Hello Everyone
I need a little help so if some one could give me some advice I would appreciate it. I am refinishing a bathroom in my home and part of the project is to sand and refinish the floor. The house is an Ontario Cottage built around 1860 with tongue and groove flooring. Either pine or fir, I’m not sure which, but, soft wood at any rate. The planks are about 4″ wide and in some places the spaces between the boards have open up leaving gaps. I seem to recall hearing that you can fill these gaps with the dust from sanding and then stain and finish the floor. Has anyone ever heard of this technique? How do you keep the sawdust from coming out of the cracks and ruining the finish? Finally if this doesn’t work how do you fill those cracks? I appreciate any help you can give me . Thanks Robb
Replies
You can use putty to fill the gaps, and I suppose you can make your own putty out of sawdust, although I don't know the exact recipe. Either way, after the putty dries, and you walk on the floor, it will crumble and flakes of putty will work their way out. It will be a never ending mess. You sweep it up one day, and more crumbles out the next. I've heard that with real bad floors with lots of gaps, you can put a natural fiber rope into the gaps. Just wedge it in there. It would probably look silly with just a few gaps here and there, but I've heard it looks pretty good on a floor with lots of gaps.
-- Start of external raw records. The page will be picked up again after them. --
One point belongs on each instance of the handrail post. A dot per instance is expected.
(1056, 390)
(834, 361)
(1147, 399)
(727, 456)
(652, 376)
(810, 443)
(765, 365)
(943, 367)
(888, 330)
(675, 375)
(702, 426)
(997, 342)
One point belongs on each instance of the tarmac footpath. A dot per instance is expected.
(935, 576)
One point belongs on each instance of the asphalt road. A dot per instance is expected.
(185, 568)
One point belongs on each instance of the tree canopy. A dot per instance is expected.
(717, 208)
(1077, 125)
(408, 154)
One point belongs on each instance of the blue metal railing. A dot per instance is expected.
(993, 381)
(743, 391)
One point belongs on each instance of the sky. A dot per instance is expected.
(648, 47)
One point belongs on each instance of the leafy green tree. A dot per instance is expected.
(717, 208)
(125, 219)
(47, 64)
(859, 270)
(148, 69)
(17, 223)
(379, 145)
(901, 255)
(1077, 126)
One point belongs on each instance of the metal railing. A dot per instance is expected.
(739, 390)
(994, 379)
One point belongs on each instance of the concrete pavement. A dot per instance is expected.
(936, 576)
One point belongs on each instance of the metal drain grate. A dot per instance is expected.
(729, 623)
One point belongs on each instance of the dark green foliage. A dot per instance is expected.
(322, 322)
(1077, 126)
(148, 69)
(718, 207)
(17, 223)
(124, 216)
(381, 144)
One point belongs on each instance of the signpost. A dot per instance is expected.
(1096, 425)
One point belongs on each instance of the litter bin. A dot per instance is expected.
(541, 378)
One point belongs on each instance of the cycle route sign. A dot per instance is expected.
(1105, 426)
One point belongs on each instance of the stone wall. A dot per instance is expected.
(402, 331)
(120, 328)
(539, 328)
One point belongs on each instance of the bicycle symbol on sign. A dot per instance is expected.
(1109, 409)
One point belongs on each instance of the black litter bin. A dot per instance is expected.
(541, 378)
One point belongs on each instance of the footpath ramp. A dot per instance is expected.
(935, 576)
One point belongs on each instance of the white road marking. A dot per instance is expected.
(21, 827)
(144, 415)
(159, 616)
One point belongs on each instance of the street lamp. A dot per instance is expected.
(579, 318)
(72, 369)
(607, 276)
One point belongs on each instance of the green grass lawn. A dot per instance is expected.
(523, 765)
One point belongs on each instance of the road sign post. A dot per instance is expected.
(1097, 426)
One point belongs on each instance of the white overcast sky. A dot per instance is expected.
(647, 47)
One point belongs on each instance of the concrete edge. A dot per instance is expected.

On my floor, I just left the gaps. They add character.
Maybe someone else has a better idea.
Good luck.
Are these gaps real wide?
Hmmmmmmmm. Did you say 1860.?
Is there a new cieling on the lower floor? No?
I'm thinking someone around 1865 , spilled his pocket change and there are coins to be found. This is a great excuse to tear up the floor(or at least a portion of it, don't waste any time where the radiators were put in later or that neww wiring, those joist bays have already been cleaned out) and butt the boards tighter together. Hey, you might fing that 1860 CC GOLD dollar, worth $7, 498 in GOOD to FINE condition.
Ian should be along with the exact recipe. You save the fine sawdust to mix with linseed oil and varnish. it makes a slurry to trowel in and then you resand the surface to take off the excess
Believe me, it doesn't crumble and fallout unless the edges of your floorboards are fgone and you don't vacumn well for bonding. Or if the floorbaords are loose and floating around. The stuff is more like a glue than just filler. My guy has done iot for us and it works fine.
Another way is to wait 'till after you get the varnbish down and then use butcher's wax to fill and super finish, but that marries you to a wax floor.